Multiple routes and regulation by tyrosine phosphorylation characterize the ATP-dependent transport of 2,4-dinitrophenyl S-glutathione in inside-out vesicles from human erythrocytes.

ATP-dependent efflux routes for 2,4-dinitrophenyl S-glutathione (DNP-SG) were investigated using inside-out vesicles from human erythrocytes. Nonlinear double-reciprocal plots of transport at substrate concentrations ranging from 0.07 to 500 micro;m indicated that multiple transport routes were operative. Sensitivity to naphthyl glucuronide separated [3H]DNP-SG transport into two low-affinity components which by computer analysis exhibited Km values of 330 and 1400 micro;m, respectively. At low substrate concentrations, two high-affinity routes were observed. The predominant activity (hMOAT3a) exhibited a Km of 0.18 micro;m (Vmax = 22 pmol/min/mg protein), whereas the second activity (MOAT3b) had a Km of 0.58 micro;m (Vmax = 16 pmol/min/mg protein). High-affinity transport of DNP-SG increased substantially (2.5-fold) in vesicles preincubated with genistein or other tyrosine kinase inhibitors.

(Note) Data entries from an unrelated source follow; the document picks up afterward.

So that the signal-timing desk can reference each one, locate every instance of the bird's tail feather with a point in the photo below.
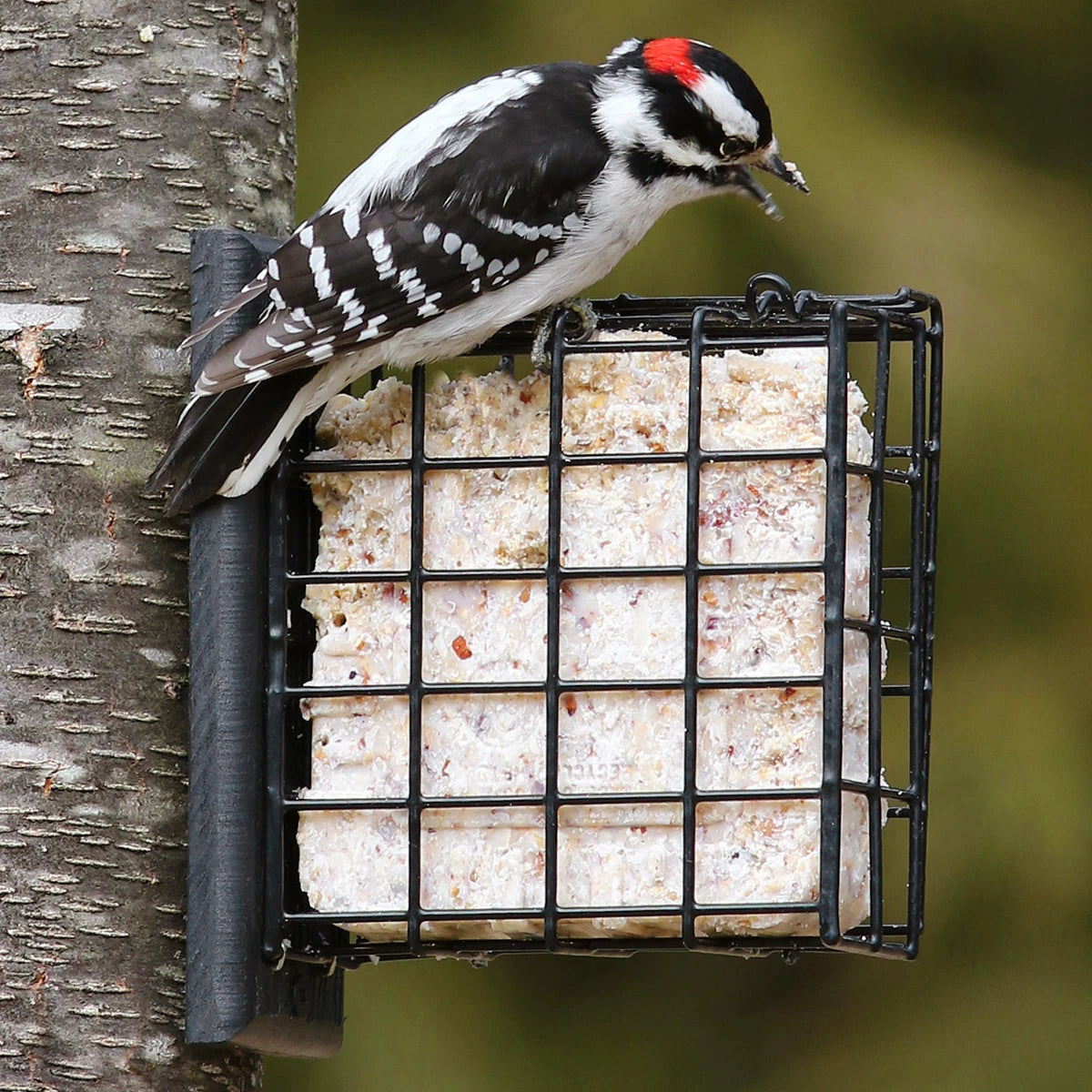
(252, 290)
(219, 432)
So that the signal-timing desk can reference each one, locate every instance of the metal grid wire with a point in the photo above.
(768, 316)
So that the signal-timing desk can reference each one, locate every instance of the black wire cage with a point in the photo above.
(891, 347)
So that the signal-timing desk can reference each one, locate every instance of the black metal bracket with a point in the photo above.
(232, 993)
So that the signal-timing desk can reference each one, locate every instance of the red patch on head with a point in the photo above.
(672, 57)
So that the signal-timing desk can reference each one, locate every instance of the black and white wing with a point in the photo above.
(467, 199)
(492, 197)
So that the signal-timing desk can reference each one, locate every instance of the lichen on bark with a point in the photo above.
(123, 126)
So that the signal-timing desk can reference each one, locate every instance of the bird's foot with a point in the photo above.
(544, 328)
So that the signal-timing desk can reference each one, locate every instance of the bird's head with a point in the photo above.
(678, 107)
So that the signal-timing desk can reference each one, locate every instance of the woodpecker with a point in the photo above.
(501, 200)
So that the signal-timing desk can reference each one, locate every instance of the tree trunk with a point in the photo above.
(123, 126)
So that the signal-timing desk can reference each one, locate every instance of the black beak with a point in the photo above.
(786, 172)
(740, 178)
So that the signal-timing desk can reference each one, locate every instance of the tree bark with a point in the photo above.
(123, 126)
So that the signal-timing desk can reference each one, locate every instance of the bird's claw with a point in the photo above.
(544, 329)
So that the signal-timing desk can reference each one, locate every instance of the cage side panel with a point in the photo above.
(228, 986)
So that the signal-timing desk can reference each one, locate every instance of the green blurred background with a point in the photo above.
(945, 143)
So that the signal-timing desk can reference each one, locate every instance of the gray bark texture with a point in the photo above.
(123, 126)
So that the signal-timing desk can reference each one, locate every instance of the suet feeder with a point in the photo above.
(306, 860)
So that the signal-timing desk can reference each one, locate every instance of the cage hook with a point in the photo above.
(760, 303)
(284, 956)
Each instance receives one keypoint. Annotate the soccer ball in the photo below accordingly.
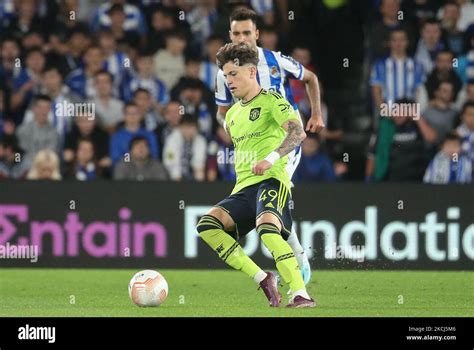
(148, 288)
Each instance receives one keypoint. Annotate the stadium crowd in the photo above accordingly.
(125, 90)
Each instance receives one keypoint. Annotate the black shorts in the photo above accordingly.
(248, 204)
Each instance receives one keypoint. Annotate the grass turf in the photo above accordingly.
(87, 292)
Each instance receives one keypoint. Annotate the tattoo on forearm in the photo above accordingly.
(293, 138)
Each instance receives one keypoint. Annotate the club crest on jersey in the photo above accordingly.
(254, 114)
(274, 72)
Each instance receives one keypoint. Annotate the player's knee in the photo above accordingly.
(208, 222)
(269, 218)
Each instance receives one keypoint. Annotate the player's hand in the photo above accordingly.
(315, 123)
(260, 167)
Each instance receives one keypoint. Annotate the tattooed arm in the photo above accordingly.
(294, 136)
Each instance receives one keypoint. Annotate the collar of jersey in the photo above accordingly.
(243, 104)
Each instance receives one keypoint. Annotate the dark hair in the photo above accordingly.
(10, 141)
(188, 119)
(116, 8)
(145, 52)
(105, 72)
(137, 139)
(41, 97)
(129, 104)
(243, 14)
(214, 37)
(451, 136)
(175, 34)
(190, 83)
(241, 53)
(50, 68)
(445, 51)
(441, 82)
(33, 50)
(467, 105)
(137, 91)
(192, 58)
(395, 30)
(430, 21)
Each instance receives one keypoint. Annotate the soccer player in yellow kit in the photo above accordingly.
(264, 128)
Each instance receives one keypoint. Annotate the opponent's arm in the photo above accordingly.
(315, 122)
(294, 136)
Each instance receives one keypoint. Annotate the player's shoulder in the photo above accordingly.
(271, 95)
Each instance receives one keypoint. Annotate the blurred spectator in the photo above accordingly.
(172, 114)
(25, 19)
(264, 9)
(86, 128)
(466, 14)
(449, 23)
(439, 115)
(124, 20)
(466, 130)
(443, 71)
(11, 164)
(184, 155)
(108, 108)
(28, 81)
(77, 43)
(162, 21)
(9, 67)
(429, 44)
(120, 141)
(465, 95)
(449, 165)
(190, 92)
(66, 21)
(169, 63)
(381, 29)
(84, 167)
(315, 165)
(7, 13)
(81, 80)
(420, 11)
(220, 155)
(140, 166)
(117, 62)
(52, 85)
(148, 109)
(38, 134)
(201, 20)
(269, 38)
(146, 79)
(465, 66)
(397, 76)
(298, 87)
(208, 69)
(400, 153)
(45, 166)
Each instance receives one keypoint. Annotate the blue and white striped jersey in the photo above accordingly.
(443, 170)
(398, 78)
(134, 19)
(273, 73)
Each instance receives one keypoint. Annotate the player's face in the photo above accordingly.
(244, 32)
(239, 78)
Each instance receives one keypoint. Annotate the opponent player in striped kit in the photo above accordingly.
(273, 73)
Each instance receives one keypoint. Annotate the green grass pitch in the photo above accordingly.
(88, 292)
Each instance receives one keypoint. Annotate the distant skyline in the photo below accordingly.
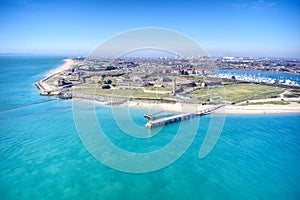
(257, 28)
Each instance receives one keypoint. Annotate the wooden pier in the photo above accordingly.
(177, 118)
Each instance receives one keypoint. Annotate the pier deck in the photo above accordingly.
(180, 117)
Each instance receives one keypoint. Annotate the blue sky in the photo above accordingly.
(233, 27)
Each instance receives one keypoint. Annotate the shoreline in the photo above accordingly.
(291, 108)
(48, 90)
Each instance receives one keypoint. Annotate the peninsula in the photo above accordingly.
(169, 83)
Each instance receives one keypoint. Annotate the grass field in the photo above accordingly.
(237, 92)
(267, 102)
(232, 93)
(120, 93)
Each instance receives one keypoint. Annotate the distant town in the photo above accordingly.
(194, 80)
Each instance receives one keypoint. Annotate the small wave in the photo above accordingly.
(27, 105)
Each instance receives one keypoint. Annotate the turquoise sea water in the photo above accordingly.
(42, 157)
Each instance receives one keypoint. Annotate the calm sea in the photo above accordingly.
(42, 156)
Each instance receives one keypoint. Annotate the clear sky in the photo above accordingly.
(232, 27)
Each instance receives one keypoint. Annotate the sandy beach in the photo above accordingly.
(292, 107)
(68, 63)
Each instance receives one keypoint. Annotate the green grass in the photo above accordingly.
(237, 92)
(119, 93)
(268, 102)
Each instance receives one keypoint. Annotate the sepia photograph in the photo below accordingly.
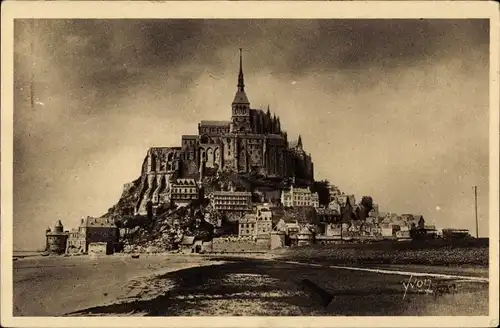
(263, 166)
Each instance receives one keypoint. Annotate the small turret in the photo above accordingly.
(58, 227)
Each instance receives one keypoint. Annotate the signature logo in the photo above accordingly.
(417, 285)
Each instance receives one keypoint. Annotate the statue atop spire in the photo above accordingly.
(241, 97)
(241, 82)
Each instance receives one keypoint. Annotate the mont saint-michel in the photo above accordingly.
(249, 168)
(252, 141)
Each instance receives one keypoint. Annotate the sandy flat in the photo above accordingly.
(53, 286)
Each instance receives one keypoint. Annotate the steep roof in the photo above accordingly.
(215, 123)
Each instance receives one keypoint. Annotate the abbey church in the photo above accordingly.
(252, 141)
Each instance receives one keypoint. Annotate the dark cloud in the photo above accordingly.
(395, 101)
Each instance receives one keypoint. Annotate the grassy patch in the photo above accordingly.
(468, 252)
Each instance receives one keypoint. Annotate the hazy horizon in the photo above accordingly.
(394, 109)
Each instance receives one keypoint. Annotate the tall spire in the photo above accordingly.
(241, 83)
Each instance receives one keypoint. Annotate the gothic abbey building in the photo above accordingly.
(252, 141)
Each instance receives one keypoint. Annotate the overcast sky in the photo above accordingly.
(395, 109)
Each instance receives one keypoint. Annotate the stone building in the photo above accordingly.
(256, 224)
(93, 230)
(184, 191)
(295, 197)
(231, 201)
(252, 140)
(56, 239)
(247, 225)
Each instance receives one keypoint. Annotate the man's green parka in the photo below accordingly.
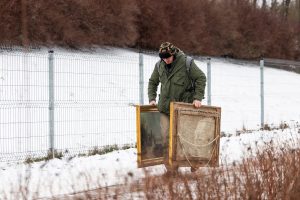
(176, 85)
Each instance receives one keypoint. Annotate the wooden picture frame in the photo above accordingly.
(148, 133)
(194, 126)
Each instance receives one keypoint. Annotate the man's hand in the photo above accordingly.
(197, 103)
(153, 103)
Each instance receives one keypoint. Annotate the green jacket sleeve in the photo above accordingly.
(153, 84)
(200, 81)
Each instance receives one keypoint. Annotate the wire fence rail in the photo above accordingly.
(77, 102)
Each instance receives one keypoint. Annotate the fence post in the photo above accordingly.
(262, 94)
(208, 81)
(141, 77)
(51, 101)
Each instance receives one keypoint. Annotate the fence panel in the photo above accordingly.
(94, 93)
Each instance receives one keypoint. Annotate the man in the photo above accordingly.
(177, 84)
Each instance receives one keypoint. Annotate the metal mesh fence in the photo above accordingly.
(93, 94)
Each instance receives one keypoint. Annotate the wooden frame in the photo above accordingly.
(179, 111)
(142, 159)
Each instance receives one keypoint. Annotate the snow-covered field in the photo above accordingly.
(104, 110)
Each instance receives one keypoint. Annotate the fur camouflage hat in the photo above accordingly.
(166, 50)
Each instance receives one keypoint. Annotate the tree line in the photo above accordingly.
(234, 28)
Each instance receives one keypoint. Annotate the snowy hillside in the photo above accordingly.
(235, 88)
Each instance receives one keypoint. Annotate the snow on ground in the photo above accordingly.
(235, 89)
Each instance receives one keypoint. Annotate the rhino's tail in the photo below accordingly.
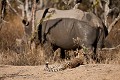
(40, 33)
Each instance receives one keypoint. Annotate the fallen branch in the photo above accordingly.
(113, 23)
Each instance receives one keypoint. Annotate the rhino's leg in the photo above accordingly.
(99, 45)
(48, 51)
(88, 53)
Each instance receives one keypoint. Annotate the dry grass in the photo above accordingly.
(11, 54)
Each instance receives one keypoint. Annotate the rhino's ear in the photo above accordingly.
(25, 22)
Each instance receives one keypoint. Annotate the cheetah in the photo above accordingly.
(77, 61)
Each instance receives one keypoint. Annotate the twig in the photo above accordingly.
(113, 23)
(14, 9)
(111, 48)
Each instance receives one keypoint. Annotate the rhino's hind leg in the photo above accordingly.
(88, 54)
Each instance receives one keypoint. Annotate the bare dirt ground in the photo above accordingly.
(83, 72)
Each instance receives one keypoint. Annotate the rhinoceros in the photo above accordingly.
(72, 13)
(69, 33)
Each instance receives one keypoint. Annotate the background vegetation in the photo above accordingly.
(12, 28)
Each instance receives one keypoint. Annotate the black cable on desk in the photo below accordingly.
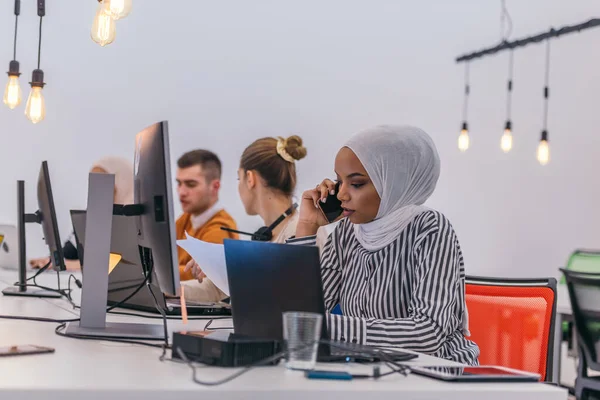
(59, 331)
(38, 319)
(384, 356)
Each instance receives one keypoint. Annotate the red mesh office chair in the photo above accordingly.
(512, 322)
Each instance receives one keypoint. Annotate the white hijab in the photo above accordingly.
(404, 165)
(123, 171)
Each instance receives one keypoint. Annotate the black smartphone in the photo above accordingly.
(332, 208)
(24, 350)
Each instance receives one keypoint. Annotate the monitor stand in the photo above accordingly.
(94, 293)
(20, 289)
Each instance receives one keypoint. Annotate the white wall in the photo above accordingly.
(224, 73)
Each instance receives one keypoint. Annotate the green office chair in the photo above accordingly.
(583, 261)
(580, 261)
(584, 292)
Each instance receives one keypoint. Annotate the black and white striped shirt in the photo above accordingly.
(410, 294)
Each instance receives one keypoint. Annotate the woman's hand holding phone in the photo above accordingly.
(311, 216)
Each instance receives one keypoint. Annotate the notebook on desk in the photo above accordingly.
(267, 279)
(127, 276)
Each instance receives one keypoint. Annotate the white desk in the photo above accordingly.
(98, 370)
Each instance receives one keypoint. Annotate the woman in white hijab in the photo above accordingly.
(123, 194)
(394, 266)
(123, 171)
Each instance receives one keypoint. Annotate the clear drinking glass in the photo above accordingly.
(301, 332)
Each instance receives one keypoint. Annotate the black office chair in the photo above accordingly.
(584, 292)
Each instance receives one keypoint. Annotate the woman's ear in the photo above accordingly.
(215, 185)
(251, 179)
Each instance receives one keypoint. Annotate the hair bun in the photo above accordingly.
(294, 147)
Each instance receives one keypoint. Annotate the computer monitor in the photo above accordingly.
(46, 216)
(153, 190)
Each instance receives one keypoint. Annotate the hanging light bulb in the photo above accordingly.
(543, 153)
(117, 9)
(36, 105)
(12, 93)
(463, 138)
(506, 141)
(104, 28)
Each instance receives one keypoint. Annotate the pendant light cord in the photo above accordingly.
(15, 40)
(547, 83)
(509, 87)
(40, 43)
(467, 90)
(17, 11)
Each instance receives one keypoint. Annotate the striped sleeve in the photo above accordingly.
(430, 312)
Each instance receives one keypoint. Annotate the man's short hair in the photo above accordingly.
(210, 163)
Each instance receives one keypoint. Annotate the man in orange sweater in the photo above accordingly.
(198, 184)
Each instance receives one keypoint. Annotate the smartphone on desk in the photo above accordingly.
(332, 208)
(23, 350)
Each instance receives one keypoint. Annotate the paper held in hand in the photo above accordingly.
(210, 257)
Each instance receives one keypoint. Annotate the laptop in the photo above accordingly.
(127, 275)
(9, 249)
(267, 279)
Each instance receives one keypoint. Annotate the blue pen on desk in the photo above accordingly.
(339, 375)
(336, 375)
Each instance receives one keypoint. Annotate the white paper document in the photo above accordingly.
(210, 257)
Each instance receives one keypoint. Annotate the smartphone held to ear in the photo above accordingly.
(332, 208)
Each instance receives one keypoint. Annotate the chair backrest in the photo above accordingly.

Kinetic analyses in vesicles pretreated with 50 micro;m genistein showed that increased transport resulted from the appearance of a new activity (hMOAT3c) with a Km of 0.85 micro;m and a substantially elevated Vmax (80 pmol/min/mg protein). At varying concentrations of genistein, a progression was observed that was consistent with the conversion of hMOAT3b to hMOAT3a and hMOAT3a to hMOAT3c. Phenylarsine oxide, a phosphotyrosine phosphatase inhibitor, produced an opposite progression. Specificity studies showed that hMOAT3a exhibited the highest affinity for various anionic conjugates, and had a notable binding preference for glutathione disulfide. The relative effectiveness of the various inhibitors was similar for hMOAT3a, hMOAT3b, and hMOAT3c, as well as for a corresponding mMOAT3 activity from L1210 mouse cells. The results show that human erythrocytes contain multiple ATP-dependent efflux systems for DNP-SG and that separation of these systems can be achieved on the basis of substrate Km value and inhibitor and activator specificity. High-affinity transport can proceed via three activities which appear to be subforms of a single system with differing levels of tyrosine phosphorylation. Multiple hMOAT3 subforms provide flexibility for extruding various anionic conjugates and may have evolved in erythrocytes to expedite the efflux of GS-SG.